CAM: I think pain and darkness are necessary side effects of whimsy. Two sides of the same coin, as they say. In order to live a whimsical sort of life, you’ve got to make a lot of sacrifices. I’ve lost friends to my adventures. I have family members who say horrible things about me behind my back because I’m the kind of guy who disappears to work for a summer and write a book in Alaska, instead of settling down, getting a boring desk job, etc. And no adventure ever turns out to be exactly how you want it to be. You go out looking for some wild, funny thing, and you end up nearly getting mugged in London, or sleeping on the street in Bellingham, Washington (both things that have happened to me.) It’s a theme I’ve explored a lot, and on a lot of different projects, because it always seems to have its way in the real world. Some sort of bizarre karma balancing effect. I like to think I’m good at seeing the humor in that pain though. Like, yeah, I got into this shitty place because I thought it was a good idea to run off to (insert place here.) Whimsy and despair are the cause and effect of my life. And yes, it’s worth it.

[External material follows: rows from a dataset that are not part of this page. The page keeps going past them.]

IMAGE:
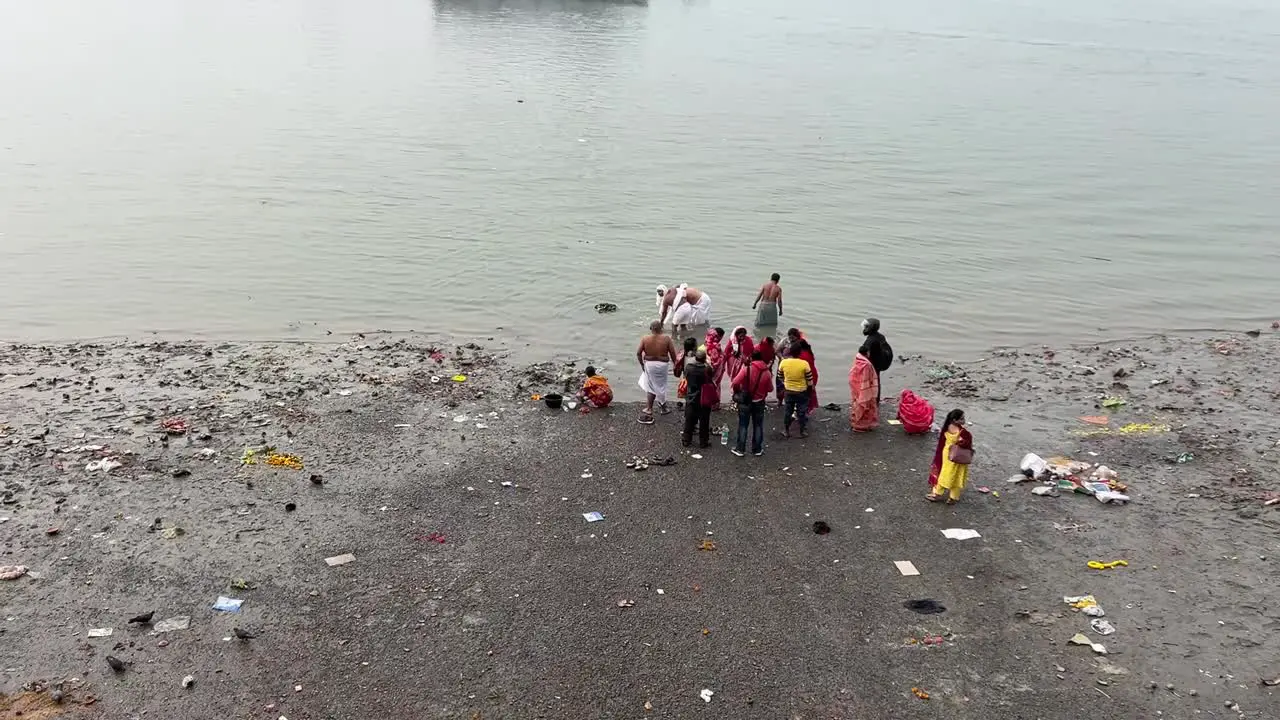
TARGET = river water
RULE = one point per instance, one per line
(991, 172)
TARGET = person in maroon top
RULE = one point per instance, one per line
(752, 387)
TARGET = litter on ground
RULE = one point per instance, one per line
(1084, 604)
(1080, 638)
(172, 624)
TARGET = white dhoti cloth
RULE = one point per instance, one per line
(653, 379)
(699, 314)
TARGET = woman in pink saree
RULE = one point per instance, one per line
(864, 395)
(716, 358)
(737, 351)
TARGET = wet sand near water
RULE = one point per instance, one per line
(478, 588)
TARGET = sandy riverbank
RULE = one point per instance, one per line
(516, 613)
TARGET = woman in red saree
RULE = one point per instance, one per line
(767, 349)
(716, 358)
(737, 352)
(597, 390)
(863, 395)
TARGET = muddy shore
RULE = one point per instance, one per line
(159, 477)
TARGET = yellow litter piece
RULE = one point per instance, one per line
(284, 460)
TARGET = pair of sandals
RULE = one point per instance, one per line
(647, 418)
(640, 464)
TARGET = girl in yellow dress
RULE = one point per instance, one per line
(950, 469)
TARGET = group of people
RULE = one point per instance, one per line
(760, 369)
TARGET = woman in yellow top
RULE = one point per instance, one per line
(950, 469)
(798, 381)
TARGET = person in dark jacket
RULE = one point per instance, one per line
(876, 349)
(696, 414)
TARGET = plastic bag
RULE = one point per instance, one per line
(915, 413)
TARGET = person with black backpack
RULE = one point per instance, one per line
(877, 350)
(752, 388)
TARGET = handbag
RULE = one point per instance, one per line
(960, 455)
(745, 395)
(708, 395)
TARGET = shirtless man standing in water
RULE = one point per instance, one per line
(768, 302)
(657, 354)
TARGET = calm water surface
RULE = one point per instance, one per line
(973, 173)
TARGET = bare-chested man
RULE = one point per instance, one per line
(657, 352)
(684, 306)
(768, 302)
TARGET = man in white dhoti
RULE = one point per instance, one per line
(657, 352)
(684, 305)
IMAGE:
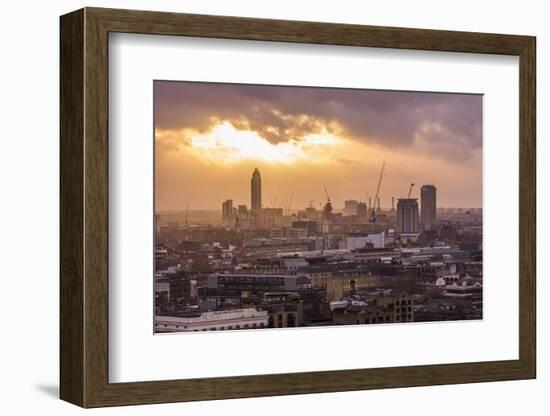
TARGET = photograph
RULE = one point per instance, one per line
(280, 206)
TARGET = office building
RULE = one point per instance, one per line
(256, 190)
(407, 215)
(428, 208)
(227, 212)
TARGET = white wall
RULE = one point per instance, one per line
(29, 208)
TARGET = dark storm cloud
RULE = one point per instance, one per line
(448, 124)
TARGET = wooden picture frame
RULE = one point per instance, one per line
(84, 207)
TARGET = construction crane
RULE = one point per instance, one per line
(289, 204)
(373, 210)
(410, 190)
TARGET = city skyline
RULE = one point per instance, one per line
(323, 207)
(300, 147)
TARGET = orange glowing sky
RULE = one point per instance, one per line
(209, 137)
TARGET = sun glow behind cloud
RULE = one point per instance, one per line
(224, 144)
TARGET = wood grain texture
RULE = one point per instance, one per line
(84, 207)
(71, 212)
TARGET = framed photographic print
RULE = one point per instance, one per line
(255, 207)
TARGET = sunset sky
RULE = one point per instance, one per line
(209, 137)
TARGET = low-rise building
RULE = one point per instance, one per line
(212, 321)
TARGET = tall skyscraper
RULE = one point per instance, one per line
(407, 215)
(227, 212)
(428, 212)
(256, 190)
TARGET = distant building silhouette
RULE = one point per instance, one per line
(227, 212)
(256, 190)
(428, 206)
(407, 215)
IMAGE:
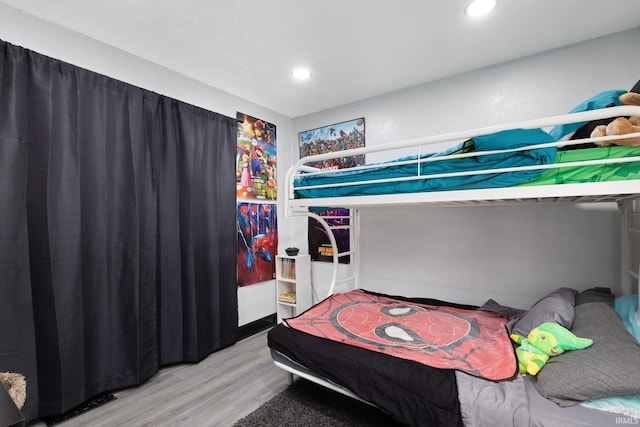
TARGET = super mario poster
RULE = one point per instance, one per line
(257, 242)
(256, 165)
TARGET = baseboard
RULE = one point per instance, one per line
(256, 326)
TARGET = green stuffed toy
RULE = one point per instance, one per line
(548, 339)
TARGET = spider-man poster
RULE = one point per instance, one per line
(257, 242)
(256, 164)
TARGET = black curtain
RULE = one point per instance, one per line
(117, 231)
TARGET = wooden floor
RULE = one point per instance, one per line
(218, 391)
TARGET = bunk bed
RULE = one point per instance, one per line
(534, 161)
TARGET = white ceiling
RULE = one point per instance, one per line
(356, 49)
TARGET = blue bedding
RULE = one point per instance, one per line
(514, 138)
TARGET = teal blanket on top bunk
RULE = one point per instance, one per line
(514, 138)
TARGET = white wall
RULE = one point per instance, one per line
(512, 254)
(18, 28)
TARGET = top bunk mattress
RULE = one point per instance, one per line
(575, 166)
(512, 161)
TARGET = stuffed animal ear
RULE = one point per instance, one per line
(630, 98)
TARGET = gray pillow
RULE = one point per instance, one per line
(556, 307)
(610, 367)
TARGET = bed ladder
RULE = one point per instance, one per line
(630, 241)
(351, 223)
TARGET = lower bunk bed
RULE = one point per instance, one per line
(434, 363)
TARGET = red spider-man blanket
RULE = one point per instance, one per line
(441, 336)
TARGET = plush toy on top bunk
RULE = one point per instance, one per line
(622, 125)
(606, 127)
(548, 339)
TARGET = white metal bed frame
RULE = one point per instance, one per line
(625, 193)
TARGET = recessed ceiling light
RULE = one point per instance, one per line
(480, 7)
(301, 73)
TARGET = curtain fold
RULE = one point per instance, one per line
(117, 231)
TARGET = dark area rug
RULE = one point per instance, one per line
(307, 404)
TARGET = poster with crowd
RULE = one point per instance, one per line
(336, 137)
(256, 161)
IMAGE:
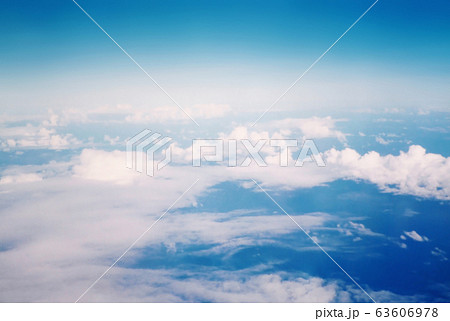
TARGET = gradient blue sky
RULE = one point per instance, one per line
(55, 53)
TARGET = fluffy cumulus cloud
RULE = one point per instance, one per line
(31, 136)
(416, 236)
(414, 172)
(314, 127)
(77, 221)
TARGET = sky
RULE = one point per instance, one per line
(375, 106)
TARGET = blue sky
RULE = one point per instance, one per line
(376, 106)
(56, 53)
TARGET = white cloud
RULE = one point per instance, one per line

AEU: Now that you’ve finished this book, how do you see it fitting into your life? Do you plan on starting any new projects soon?

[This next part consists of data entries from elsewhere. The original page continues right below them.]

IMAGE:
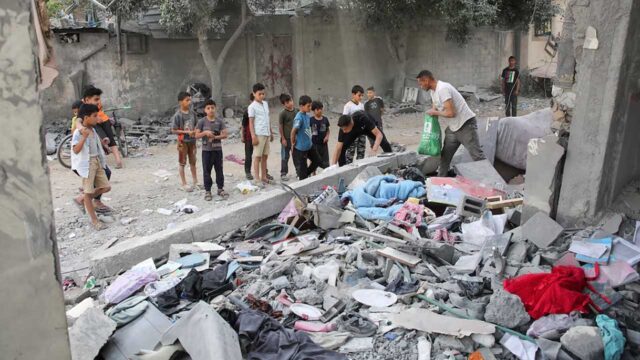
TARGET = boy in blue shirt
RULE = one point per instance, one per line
(303, 149)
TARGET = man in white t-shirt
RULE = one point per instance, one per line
(455, 117)
(261, 134)
(359, 146)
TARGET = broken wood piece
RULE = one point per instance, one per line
(399, 256)
(505, 203)
(380, 237)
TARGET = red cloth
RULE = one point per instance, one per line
(559, 292)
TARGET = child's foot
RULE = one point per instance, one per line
(99, 225)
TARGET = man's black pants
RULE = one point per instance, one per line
(212, 160)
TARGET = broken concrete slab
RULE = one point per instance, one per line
(428, 321)
(585, 342)
(544, 175)
(204, 335)
(141, 333)
(89, 333)
(125, 254)
(506, 309)
(541, 230)
(481, 171)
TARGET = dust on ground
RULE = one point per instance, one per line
(137, 193)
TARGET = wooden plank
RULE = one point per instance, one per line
(399, 256)
(380, 237)
(505, 203)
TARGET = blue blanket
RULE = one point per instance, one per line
(372, 199)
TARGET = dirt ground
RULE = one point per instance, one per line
(137, 193)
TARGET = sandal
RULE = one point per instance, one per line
(357, 325)
(99, 226)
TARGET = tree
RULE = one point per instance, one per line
(397, 18)
(200, 18)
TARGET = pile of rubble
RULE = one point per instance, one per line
(391, 266)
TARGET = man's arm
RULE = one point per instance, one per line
(449, 111)
(378, 134)
(336, 153)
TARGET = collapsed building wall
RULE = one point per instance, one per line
(602, 155)
(322, 54)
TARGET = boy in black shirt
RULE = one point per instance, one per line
(320, 133)
(511, 86)
(352, 127)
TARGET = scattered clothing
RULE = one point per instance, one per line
(559, 292)
(265, 338)
(613, 339)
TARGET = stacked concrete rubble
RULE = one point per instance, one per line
(405, 278)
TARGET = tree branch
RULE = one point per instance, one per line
(236, 34)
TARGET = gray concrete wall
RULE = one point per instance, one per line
(330, 54)
(32, 307)
(148, 82)
(603, 151)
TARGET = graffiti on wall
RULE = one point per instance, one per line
(274, 63)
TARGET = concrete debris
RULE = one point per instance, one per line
(585, 342)
(421, 284)
(89, 333)
(541, 230)
(507, 310)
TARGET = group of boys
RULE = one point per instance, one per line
(304, 134)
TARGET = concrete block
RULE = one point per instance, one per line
(541, 230)
(544, 170)
(122, 256)
(488, 138)
(89, 333)
(481, 171)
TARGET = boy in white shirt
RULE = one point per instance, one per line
(261, 134)
(358, 148)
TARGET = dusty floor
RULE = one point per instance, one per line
(137, 193)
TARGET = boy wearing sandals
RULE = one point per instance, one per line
(88, 160)
(212, 130)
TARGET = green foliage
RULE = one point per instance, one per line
(55, 7)
(458, 15)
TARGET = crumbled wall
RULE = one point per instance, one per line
(32, 311)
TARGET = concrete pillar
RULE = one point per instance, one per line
(603, 153)
(297, 26)
(32, 306)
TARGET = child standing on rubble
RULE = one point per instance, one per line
(320, 133)
(285, 124)
(261, 134)
(88, 160)
(183, 124)
(303, 149)
(212, 130)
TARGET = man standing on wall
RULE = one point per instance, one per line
(456, 118)
(511, 86)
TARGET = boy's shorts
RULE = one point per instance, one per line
(97, 177)
(262, 149)
(186, 150)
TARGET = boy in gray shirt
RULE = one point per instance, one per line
(212, 130)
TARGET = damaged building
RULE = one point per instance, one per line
(374, 260)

CAM: Well, I do intend on touring with a lot of this material, doing bizarre and unconventional sorts of readings at strangers’ house parties and street corners. As for the themes, I mean, I certainly learned a lot in Alaska, but I can’t say just yet where I might go with those lessons. As for new projects, I’m planning on writing a similar book during my tour, with the working title Velociraptor Cockfighting, with one poem or story written in every town I visit. I’m also working on a new novel, called How To Cook Like a Single, White, American Man: My Life With Fido or Spot. It’s about a man and his Shih Tzu as they struggle together through bachelorhood. It’s got characters with names like The Eponymous Man, That Mormon Psychiatrist, Archibald the Talking Pancreas, and Mellon Collie Smashing Pumpkins Dog. And of course Fido or Spot, one character with no particular name at all. It’ll explore some of the same themes as Klondike Oddjobs, along with the hypocrisy of Puritanical values, relationships, and growing up. And hopefully, it’ll be funny.

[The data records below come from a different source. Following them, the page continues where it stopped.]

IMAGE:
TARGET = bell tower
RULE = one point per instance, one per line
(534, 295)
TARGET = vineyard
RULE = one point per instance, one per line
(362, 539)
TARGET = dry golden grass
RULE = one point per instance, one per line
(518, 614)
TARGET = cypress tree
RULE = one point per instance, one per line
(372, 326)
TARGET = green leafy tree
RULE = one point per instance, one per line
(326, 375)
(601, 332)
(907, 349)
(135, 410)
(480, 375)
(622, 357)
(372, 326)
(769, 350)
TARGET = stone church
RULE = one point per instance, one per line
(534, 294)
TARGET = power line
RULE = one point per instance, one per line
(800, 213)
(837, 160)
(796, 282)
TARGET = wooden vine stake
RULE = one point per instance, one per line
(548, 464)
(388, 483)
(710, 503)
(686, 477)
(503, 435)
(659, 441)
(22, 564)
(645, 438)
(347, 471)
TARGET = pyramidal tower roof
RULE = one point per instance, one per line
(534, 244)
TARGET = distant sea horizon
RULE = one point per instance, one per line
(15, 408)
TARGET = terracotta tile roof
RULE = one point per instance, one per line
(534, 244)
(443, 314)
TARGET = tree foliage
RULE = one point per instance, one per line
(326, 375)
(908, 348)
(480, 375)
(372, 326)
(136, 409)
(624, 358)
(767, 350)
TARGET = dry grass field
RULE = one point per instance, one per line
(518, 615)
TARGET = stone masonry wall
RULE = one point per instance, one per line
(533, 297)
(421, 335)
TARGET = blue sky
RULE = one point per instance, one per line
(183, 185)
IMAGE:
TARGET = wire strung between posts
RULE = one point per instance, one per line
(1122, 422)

AEU: One last question. You have an interesting dedication page in your book. It reads: “THIS BOOK IS DEDICATED TO EITAN MORSE. Look at me now, asshole.” Can I ask, who is Eitan Morse?
CAM: Eitan Morse was my boss at the first job I had in Skagway (which lasted about a month.) We didn’t exactly get along. He was an Israeli military officer and I was that pot smoking slacker who only showed up when it was absolutely necessary. Something was just not right between us from the start. One day, me and a friend who was technically 20, just about a month before his 21st birthday, were walking away from the liquor store with huge black bags filled to the brim and Eitan just happened to drive by. Let’s just say he wasn’t happy. I already knew he didn’t like me and there were rumors going around that the company had hired too many people for the summer and was getting ready to lay people off, so on my next work day, I climbed a mountain and screamed “fuck you, Eitan” from the top. It was liberating, and thankfully, it was easy to find a new job with a boss who wound up being like a family member to me. Alaska is full of drama. Even if some of it is self-inflicted.